Annes Freundin Jacqueline sagt: „Ich trau‘ mich gar nichts mehr. Denn ich habe Angst, dass es verboten ist.“
Eines Tages erfahren Annes Eltern, dass alle Juden nach Deutschland müssen. Es ist erst nur ein Gerücht. Aber Annes Eltern machen sich Sorgen.
Sie erzählen den Töchtern nichts.
Sie wollen nicht, dass Margot und Anne Angst bekommen.
Das erste Tagebuch
Am Freitag, den 12. Juni 1942, wacht Anne schon um sechs Uhr früh auf. Das ist logisch, findet sie.
Denn sie hat Geburtstag. Heute wird sie 13.
Sie bleibt bis viertel vor sieben im Bett.
Aber länger hält sie es nicht aus. Sie geht ins Wohnzimmer. Dort sieht sie die Geschenke auf dem Tisch. Es gibt viele Geschenke. Aber das schönste ist das Tagebuch.
Anne will, dass das Tagebuch ihre beste Freundin wird. Eine Freundin, der sie wirklich alles erzählen kann. Denn so eine Freundin hat sie nicht.
Sie nennt diese neue Freundin Kitty. Annes Tagebuchbriefe fangen oft an mit „Liebe Kitty“.

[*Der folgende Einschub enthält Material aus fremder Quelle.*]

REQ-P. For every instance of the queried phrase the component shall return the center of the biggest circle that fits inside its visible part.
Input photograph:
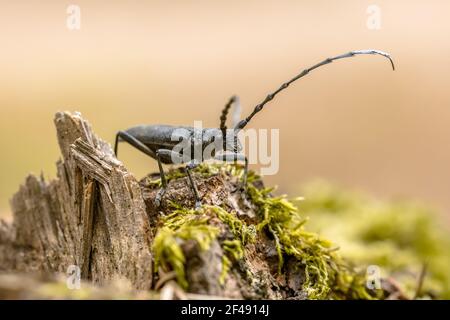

Anne fängt gleich mit dem Schreiben an.
Als Einleitung schreibt sie: „Ich hoffe, dass ich dir alles erzählen kann. Und dass du mir eine große Hilfe sein wirst.“
Dann erzählt sie etwas über ihre Familie. Und über die Klassenkameraden.
Und sie schreibt, dass sie sich auf die Sommerferien freut. Aber ihr unbesorgtes Leben ist schnell vorbei.
Am 5. Juli bekommt Margot einen Brief von der SS.
Sie muss sich in Deutschland zum Arbeitseinsatz melden.
Wenn sich Margot nicht meldet, wird die ganze Familie festgenommen.
Anne kann es nicht glauben. Margot ist erst 16!
Da soll sie alleine nach Deutschland!